Zwischendurch ging man an die Schießbude, um für die Angebetete Papierrosen oder andere „Kostbarkeiten“ zu schießen. Die letzten drei Tänze gehörten immer demjenigen, der später das Mädchen nach Hause begleiten sollte. Das Ganze aber ging äußerst sittsam zu. Nach durchzechter Nacht ging es selbstverständlich am Sonntag in den Morgenstunden zum feierlichen Hochamt in der Pfarrkirche mit anschließendem Frühschoppen.

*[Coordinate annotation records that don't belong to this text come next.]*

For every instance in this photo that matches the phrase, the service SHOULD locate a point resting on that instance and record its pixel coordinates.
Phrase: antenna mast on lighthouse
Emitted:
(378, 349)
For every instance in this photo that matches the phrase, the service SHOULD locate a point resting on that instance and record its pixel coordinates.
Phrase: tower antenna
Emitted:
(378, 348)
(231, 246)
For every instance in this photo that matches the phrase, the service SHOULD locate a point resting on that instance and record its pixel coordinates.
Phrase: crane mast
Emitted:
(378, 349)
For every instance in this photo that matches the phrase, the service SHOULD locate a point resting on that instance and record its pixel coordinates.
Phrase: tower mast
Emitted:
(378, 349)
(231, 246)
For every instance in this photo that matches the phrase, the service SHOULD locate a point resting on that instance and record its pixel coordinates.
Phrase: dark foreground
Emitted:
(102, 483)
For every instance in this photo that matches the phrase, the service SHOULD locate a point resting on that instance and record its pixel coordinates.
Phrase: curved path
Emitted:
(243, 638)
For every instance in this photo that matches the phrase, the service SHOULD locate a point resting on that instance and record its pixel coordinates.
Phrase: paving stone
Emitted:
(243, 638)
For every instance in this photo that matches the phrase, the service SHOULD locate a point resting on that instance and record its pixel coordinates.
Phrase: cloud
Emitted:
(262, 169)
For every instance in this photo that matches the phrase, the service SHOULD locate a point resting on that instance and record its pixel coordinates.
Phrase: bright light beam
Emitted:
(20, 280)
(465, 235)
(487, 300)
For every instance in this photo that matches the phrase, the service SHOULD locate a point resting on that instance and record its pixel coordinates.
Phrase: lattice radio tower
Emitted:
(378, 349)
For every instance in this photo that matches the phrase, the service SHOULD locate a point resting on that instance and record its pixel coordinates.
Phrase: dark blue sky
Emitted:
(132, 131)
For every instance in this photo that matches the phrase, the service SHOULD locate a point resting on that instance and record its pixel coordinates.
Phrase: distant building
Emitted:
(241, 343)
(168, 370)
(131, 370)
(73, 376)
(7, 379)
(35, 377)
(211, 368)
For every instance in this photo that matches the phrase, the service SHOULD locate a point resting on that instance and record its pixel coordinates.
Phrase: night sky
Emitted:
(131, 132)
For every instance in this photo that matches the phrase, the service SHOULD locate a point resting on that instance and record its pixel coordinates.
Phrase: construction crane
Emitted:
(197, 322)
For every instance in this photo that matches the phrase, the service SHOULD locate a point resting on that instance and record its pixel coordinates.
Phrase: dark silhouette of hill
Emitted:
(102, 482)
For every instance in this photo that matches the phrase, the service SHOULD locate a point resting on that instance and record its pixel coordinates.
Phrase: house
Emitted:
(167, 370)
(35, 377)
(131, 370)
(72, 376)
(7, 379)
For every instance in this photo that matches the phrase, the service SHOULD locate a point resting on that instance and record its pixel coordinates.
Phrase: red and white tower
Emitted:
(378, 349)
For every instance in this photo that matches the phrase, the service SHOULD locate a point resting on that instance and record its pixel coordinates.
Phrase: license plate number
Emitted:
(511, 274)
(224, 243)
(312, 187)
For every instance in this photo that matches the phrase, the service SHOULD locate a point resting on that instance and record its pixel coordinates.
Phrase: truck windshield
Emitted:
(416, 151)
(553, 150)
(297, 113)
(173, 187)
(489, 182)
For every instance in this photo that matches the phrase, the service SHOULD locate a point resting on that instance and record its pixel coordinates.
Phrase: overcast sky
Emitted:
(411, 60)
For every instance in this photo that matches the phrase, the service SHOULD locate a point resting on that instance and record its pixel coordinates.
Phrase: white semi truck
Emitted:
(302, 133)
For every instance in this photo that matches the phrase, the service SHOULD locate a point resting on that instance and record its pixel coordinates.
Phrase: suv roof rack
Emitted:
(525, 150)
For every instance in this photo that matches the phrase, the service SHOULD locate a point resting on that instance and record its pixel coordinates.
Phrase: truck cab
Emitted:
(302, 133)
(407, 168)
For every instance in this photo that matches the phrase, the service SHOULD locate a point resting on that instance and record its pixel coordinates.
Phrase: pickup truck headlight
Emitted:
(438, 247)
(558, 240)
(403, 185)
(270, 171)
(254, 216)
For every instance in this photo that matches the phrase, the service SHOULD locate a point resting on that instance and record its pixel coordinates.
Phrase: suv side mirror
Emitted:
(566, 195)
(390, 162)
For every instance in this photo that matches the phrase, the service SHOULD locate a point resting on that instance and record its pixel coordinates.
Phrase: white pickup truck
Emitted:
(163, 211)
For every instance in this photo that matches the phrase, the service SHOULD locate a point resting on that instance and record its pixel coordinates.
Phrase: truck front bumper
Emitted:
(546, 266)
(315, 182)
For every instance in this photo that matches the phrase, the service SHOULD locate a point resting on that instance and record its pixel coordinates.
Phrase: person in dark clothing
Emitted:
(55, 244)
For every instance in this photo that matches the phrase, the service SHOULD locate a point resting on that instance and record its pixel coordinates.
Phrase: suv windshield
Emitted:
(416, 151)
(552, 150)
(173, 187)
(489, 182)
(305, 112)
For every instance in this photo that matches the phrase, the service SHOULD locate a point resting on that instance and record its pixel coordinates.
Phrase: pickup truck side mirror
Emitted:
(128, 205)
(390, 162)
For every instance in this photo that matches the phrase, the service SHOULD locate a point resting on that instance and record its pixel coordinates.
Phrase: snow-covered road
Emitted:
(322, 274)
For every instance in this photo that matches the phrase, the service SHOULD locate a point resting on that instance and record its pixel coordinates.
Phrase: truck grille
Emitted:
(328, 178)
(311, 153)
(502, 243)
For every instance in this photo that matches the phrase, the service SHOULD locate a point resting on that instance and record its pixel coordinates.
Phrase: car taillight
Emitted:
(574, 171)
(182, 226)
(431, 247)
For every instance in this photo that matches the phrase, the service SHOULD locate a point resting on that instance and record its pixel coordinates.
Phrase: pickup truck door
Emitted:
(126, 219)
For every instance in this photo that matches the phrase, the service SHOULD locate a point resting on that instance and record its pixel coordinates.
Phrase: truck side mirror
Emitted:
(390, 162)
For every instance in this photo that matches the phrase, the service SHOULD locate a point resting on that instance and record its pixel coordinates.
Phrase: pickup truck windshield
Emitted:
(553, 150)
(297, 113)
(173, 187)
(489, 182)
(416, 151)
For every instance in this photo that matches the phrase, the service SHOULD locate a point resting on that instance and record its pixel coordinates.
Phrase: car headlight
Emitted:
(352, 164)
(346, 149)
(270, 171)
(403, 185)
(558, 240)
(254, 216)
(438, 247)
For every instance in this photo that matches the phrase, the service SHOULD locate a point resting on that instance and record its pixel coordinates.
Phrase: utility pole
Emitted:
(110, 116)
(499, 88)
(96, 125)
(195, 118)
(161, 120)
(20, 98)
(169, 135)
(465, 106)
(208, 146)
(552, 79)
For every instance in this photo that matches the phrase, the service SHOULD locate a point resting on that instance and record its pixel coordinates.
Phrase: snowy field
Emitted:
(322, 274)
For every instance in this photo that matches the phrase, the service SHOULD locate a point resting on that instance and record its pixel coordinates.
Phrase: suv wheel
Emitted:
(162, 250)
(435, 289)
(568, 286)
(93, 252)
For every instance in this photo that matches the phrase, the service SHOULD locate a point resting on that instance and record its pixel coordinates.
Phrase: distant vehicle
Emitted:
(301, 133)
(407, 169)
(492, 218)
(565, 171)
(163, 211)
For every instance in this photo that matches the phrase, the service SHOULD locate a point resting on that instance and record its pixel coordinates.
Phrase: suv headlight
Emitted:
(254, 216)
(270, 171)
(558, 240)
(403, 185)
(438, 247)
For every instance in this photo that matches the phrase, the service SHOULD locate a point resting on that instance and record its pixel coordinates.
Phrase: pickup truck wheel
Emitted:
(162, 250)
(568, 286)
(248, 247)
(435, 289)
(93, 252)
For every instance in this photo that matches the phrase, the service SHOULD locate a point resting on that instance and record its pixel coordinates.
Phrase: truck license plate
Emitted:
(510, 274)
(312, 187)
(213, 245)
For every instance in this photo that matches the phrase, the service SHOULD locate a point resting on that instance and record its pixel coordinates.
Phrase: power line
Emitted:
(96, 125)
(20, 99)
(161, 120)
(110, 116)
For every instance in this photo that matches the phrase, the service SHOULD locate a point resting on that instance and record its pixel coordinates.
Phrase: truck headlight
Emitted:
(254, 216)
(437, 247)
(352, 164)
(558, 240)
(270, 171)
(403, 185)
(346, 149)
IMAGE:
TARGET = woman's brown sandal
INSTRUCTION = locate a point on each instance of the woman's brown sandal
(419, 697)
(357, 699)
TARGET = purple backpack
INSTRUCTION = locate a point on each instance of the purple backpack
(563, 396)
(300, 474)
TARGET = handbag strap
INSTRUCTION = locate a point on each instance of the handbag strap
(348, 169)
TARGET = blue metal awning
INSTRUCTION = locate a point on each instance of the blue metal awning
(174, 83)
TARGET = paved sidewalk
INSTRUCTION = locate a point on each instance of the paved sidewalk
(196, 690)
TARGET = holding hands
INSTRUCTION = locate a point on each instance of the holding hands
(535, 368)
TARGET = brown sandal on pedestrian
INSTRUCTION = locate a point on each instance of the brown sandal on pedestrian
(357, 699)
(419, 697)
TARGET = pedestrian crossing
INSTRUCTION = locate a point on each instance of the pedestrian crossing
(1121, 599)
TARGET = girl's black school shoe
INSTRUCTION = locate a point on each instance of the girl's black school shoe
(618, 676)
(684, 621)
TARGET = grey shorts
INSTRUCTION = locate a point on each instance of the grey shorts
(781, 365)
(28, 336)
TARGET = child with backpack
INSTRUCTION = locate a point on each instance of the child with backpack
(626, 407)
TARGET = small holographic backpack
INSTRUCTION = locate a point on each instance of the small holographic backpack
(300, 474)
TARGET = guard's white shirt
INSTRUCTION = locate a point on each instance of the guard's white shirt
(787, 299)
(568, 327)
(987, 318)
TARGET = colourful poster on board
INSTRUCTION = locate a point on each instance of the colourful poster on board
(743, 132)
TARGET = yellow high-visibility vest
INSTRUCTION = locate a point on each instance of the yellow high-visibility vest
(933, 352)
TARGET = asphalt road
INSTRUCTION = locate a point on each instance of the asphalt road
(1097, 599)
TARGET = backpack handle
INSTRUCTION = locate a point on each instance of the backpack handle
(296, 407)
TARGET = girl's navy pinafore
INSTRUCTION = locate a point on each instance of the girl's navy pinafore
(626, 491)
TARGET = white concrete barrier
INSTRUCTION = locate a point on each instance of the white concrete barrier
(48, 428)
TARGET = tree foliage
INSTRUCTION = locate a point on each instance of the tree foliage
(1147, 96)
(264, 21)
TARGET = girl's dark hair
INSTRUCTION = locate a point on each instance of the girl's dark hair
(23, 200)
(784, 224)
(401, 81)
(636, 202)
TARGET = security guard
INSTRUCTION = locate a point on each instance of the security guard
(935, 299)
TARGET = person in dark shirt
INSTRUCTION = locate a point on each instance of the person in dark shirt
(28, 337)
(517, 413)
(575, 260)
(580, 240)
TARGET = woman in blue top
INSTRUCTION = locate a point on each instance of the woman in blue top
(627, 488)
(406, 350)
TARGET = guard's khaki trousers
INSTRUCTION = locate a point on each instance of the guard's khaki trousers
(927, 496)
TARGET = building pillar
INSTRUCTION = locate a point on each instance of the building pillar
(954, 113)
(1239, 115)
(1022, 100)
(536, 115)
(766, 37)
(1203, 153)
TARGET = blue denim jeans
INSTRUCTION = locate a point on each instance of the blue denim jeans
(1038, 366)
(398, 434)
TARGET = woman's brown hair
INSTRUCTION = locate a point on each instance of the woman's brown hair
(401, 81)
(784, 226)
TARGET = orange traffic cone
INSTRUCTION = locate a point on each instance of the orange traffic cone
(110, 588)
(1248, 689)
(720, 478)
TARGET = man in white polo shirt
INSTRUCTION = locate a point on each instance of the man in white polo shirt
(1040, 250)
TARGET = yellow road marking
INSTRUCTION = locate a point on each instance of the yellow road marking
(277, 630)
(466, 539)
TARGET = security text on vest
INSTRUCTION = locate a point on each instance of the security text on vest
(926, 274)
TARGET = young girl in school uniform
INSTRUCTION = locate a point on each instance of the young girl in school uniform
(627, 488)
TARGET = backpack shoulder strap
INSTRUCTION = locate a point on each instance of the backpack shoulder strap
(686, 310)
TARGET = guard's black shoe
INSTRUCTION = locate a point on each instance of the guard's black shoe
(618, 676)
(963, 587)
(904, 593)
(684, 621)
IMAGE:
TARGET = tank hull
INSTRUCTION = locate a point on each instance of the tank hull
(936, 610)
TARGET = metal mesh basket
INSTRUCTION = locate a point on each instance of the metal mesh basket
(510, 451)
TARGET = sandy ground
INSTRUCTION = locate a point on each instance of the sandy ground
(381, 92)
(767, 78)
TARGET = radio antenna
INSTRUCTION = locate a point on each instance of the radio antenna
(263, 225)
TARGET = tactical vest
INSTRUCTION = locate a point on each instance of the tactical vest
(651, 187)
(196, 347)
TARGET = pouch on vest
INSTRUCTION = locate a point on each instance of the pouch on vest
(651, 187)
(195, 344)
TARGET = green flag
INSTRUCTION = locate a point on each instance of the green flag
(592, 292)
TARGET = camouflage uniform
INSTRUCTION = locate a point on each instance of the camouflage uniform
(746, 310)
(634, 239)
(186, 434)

Eine besondere Tradition wurde bis vor einigen Jahren am Kirmesmontag begangen, wenn es nach der heiligen Messe mit dem Musikverein und der Feuerwehr zum Friedhof ging. Dort wurde dann in Anwesenheit des Pfarrers, des Bürgermeisters der Verbandsgemeinde, des Ortsbürgermeisters, vieler Lieger und Gäste allen Gefallenen und Vermissten beider Weltkriege gedacht. Die Ehrengäste wiesen dann in ihren Reden darauf hin, dass diese Lieger, die für einen schrecklichen Wahnsinn ihr zumeist junges Leben lassen mussten, uns auch künftig Mahnung sein sollen, den Hass und die Gewalt gegen jedermann zu ächten.
Danach ging es in musikalischer Begleitung und unter Eskorte der Feuerwehr mit singendem und klingendem Spiel in das Gasthaus Schnorbach, wo schließlich zünftig der obligatorische Frühschoppen gefeiert wurde. Der Musikverein spielte auf und die Ortsvereine führten im Wechsel eine große Verlosung durch. Der Frühschoppen erstreckte sich meist bis weit in den Abend hinein, wenn es leicht angeheitert nach Hause ging.
Die Tradition wird auch heute noch gepflegt, allerdings finden der Friedhofsgang, die musikalische Unterhaltung sowie die Verlosung durch die Ortsvereine jetzt samstagsabends nach dem Kirmeshochamt statt. So wird die „Leja Kermes“ weiter hochgehalten.